34

93 4 0
                                    


Aku tidak ingin menghancurkan suasana, tapi saat ini juga aku harus meminta maaf kepada Sore, dan menurutku ini adalah waktu yang tepat. Tanpa menunggu waktu lama, aku memberanikan diri berbicara pada Sore, "Sore, aku minta maaf pernah berbicara kasar kepada kamu, aku tahu niat kamu baik, aku yang salah karena tidak mampu berpikir jernih, maafin aku ya, makasih atas perjuangan kamu udah merubah aku menjadi lebih baik hingga menjadi samudera yang diharapkan Fana."

"hehehe, tidak apa-apa Sam, saya tidak pernah marah apalagi membencimu."

Sore menjawab pertanyaanku dengan begitu lembut dan jujur, terlihat dari pancaran matanya. Aku sempat bertanya-tanya pada diriku sendiri terbuat dari apakah hati Sore ini, sepertinya ia tidak pernah membenci atau marah pada siapapun.

"Makasih, Sore," sambil tersenyum menatapnya.

"Fan, sekarang kamu udah bertemu dengan Sore, dan aku sudah meminta maaf pada Sore, jadi sekarang kita bagaimana? Kita kembali bersama kan?" memalingkan pandangan kearah Fana.

Riyan dan Bima yang daritadi asyik mengobrol kini terdiam mendengar apa yang aku ucapkan, sepertinya mereka tidak ingin mengganggu dan membiarkan Aku, Sore, dan Fana menyelesaikannya, hingga pada akhirnya mereka pergi keluar rumah.

"Saya tidak bisa menjawab itu semua Sam, kamu yakin yang paling kamu butuhkan saya?

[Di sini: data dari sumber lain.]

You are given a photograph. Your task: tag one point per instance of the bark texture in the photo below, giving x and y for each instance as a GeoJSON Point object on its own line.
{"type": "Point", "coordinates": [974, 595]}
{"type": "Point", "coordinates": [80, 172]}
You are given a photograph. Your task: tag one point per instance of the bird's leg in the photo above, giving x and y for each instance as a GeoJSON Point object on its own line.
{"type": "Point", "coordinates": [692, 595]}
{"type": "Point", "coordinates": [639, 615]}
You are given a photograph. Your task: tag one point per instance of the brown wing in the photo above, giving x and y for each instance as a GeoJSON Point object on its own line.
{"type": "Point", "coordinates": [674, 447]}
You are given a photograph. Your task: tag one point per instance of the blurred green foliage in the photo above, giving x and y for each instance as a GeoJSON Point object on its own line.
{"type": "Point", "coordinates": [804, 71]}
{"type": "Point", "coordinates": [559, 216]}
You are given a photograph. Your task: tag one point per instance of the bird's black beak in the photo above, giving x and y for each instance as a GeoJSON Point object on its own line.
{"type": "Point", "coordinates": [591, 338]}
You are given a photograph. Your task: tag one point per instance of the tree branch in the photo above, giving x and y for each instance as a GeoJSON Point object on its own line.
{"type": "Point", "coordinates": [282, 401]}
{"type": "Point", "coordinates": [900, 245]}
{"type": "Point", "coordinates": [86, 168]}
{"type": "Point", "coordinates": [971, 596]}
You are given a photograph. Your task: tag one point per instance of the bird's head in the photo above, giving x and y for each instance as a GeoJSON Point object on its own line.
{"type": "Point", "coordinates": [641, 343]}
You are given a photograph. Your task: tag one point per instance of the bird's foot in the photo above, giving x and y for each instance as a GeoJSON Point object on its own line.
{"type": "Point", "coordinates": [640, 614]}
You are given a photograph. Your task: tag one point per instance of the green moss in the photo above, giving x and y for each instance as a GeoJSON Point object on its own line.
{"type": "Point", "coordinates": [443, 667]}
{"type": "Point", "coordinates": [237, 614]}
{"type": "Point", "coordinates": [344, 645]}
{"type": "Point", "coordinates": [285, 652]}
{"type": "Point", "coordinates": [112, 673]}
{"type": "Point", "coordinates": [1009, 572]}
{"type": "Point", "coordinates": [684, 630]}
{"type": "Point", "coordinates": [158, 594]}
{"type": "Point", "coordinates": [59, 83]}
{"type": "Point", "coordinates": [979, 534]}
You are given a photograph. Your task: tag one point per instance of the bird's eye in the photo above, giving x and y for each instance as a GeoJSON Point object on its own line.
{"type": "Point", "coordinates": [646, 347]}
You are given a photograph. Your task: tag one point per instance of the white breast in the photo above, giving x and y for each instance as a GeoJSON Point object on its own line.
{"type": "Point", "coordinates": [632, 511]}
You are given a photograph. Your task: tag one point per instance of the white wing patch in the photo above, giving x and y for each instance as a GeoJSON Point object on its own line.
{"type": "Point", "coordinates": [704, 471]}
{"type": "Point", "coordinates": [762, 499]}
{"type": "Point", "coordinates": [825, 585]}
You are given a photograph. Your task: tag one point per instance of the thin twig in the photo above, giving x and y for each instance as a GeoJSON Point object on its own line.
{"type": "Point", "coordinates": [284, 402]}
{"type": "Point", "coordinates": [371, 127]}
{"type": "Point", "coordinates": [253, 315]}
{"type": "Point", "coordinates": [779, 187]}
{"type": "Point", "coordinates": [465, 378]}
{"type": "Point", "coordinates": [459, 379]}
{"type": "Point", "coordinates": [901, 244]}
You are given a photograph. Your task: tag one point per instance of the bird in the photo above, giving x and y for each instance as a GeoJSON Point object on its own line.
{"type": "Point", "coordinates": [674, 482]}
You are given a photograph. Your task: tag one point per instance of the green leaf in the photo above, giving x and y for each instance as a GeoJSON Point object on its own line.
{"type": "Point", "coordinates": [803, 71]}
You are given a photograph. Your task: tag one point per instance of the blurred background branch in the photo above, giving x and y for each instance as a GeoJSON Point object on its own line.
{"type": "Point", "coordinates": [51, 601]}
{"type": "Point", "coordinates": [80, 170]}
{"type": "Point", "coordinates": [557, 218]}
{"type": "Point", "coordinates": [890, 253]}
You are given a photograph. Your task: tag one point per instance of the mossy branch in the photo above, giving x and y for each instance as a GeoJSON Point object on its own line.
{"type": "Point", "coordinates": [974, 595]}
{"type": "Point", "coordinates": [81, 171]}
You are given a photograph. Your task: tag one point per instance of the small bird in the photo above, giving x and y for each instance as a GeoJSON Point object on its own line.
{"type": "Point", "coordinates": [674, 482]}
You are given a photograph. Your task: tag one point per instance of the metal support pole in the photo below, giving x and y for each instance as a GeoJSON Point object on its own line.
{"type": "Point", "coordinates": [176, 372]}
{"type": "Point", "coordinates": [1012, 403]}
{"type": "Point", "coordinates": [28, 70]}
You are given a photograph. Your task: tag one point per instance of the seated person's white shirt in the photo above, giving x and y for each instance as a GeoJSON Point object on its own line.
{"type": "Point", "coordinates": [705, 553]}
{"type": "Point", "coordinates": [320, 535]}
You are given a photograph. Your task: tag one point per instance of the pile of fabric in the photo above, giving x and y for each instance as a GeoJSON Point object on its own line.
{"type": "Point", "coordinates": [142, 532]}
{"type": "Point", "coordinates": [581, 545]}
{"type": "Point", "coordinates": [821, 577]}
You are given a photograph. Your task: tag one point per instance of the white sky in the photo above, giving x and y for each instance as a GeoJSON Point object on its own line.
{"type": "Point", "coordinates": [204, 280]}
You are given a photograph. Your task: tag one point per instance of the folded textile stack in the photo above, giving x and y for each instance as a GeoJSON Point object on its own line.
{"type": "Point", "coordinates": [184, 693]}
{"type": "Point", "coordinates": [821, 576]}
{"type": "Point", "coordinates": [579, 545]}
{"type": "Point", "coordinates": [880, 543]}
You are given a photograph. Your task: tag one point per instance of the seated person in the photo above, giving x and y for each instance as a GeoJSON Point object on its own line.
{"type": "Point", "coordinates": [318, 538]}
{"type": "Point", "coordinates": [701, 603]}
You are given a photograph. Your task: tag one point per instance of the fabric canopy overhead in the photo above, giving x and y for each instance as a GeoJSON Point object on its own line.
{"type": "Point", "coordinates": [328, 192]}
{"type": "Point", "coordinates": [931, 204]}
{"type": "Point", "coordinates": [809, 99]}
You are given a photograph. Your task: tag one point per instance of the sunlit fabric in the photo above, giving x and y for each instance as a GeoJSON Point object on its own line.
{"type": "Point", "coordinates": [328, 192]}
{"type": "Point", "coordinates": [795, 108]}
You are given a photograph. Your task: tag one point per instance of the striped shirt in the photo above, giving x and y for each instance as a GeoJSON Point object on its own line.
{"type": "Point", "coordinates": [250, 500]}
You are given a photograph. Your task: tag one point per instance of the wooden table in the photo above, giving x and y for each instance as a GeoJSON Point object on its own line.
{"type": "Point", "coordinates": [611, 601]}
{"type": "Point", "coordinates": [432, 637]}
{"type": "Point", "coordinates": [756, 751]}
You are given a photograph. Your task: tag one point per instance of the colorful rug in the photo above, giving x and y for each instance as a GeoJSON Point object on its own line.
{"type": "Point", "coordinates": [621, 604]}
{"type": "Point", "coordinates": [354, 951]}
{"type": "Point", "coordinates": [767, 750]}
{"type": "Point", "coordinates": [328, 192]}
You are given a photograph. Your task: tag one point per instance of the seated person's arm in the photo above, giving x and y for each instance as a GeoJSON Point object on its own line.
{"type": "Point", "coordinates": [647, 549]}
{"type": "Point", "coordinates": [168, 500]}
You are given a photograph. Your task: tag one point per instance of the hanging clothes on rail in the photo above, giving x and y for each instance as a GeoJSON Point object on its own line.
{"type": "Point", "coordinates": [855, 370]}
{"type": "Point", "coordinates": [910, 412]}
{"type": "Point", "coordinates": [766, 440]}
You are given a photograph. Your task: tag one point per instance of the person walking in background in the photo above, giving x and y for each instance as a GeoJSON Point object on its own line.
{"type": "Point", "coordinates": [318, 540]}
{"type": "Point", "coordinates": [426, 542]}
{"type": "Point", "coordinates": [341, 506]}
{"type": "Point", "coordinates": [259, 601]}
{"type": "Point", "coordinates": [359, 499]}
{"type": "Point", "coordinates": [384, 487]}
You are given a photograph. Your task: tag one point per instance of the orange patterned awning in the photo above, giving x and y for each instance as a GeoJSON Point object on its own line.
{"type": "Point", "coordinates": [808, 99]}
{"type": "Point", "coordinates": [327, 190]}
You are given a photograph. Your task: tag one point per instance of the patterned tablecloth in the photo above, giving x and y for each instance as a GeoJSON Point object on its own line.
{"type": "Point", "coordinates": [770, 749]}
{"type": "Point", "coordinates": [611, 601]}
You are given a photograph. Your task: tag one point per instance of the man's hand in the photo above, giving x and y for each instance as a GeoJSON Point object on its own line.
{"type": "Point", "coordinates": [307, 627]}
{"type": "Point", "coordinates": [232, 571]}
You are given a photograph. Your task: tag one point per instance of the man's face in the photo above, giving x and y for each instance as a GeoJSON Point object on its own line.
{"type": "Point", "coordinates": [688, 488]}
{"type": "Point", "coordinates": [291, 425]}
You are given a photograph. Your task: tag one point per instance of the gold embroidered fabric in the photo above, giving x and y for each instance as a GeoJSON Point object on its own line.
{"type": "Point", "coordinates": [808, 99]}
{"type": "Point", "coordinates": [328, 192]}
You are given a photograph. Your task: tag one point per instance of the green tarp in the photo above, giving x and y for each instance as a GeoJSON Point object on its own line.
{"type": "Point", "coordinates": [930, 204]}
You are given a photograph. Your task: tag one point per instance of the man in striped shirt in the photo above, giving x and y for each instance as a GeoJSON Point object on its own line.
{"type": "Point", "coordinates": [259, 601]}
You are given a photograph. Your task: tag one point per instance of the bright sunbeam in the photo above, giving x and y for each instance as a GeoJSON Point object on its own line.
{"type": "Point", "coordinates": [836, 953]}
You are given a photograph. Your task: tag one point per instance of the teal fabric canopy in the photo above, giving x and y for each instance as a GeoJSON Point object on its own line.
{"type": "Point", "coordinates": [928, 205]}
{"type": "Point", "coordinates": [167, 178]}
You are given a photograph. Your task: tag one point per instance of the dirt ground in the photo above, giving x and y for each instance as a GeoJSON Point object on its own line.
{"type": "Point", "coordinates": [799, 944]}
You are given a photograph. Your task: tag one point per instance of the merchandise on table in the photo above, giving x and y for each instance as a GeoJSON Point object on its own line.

Bagaimana dengan Sore?" tanya Sore kepadaku.

"Lho, kok saya kak, saya kan gak ada perasaan apa-apa sama, Sam," tegas Sore.

"Udah, jangan berbohong, saya tahu. Sore, kamu itu gadis yang paling sempurna untuk Sam, tolong jaga Sam ya," pinta Fana lembut kepada Sore.

Sore hanya terdiam tanpa ucapan, kulihat ia begitu kebingungan, tak hanya Sore sebab aku juga begitu kebingungan mendengar apa yang Fana ucapkan.

"Tapi Fan..., aku butuh kamu," ucapku memegang tangan Fana.

"Sudahlah Sam, kamu masih ragu dengan perasaan kamu, biarkan waktu menjawabnya. Saya yakin nanti waktu akan membawamu kepada Sore. Mau saya ataupun Sore, bukankah sama saja? Yang terpenting kamu bisa berubah, jingga mu tak akan pernah hilang kok," kembali menggenggam tanganku sambil tersenyum.

Kali ini Fana terlihat lebih keras kepala dibandingkan Sore. Aku yang tak tahu harus berkata apalagi hanya mampu larut dalam keheningan. Sore juga tidak mengeluarkan suara apa-apa.

Setelah cukup lama menjelaskan, Fana menunjukkan tiket penerbangan menuju Jogja , dia ingin segera kembali ke jogja. Katanya ada hal yang harus diselesaikan.

Fana tidak ingin mengganggu Bima karena Bima terlihat tidur pulas di kursi teras rumah, begitu juga dengan Riyan.

Aku melarang Fana untuk berangkat sendiri ke Jogja, tapi dia tetap keras kepala. Bahkan ia menolak tawaranku untuk mengantarnya ke bandara. Dia menyuruhku untuk menemani Sore saja. Aku tidak mengerti kenapa dia ingin bergegas ke jogja, sebelum akhirnya ponsel berbunyi dari saku celananya. "Iya, Om. Ini urusan Fana sudah selesai, malam ini Fana sampai di Jogja."

Tidak mungkin aku melarangnya, yang meminta Fana segera ke Jogja adalah pamannya, berarti memang ada urusan keluarga yang penting, dan aku tidak ingin mencampuri.

Akhirnya aku hanya bisa memesankan taksi terbaik untuk mengantarkannya selamat sampai bandara, ia juga takut telat karena waktu penerbangan sudah semakin dekat.

Setelah Fana pergi menggunakaan taksi, aku membangunkan Riyan dan Bima yang tertidur pulas. Mereka begitu kebingungan melihat Fana yang tidak berada bersama mereka.

"Fana mana, Sam?" tanya Riyan.

"Udah pergi, katanya mau ke Jogja, ada urusan," jawabku kepada Riyan.

"Trus lu ngebiarin dia pergi sendirian gitu aja?"

"Udah aku paksa, Yan. Aku bilang padanya biarkan aku yang mengantar tapi dia menolak, ia tidak ingin merepotkan katanya," jelasku pada Riyan.

"Oh iya, benar, dia memang ada urusan dengan Om nya, urusan keluarga. Duh gua ketiduran lagi, padahal gua udah janji mau nganterin dia, kenapa sih dia gak bangunin gua," celoteh Bima kepada dirinya sendiri.

"Gua penasaran urusan apa," sahut Riyan yang begitu penasaran.

"Besok bagaimana kalau kita ke Jogja menemui kak Fana?" tanya Sore kepada kami.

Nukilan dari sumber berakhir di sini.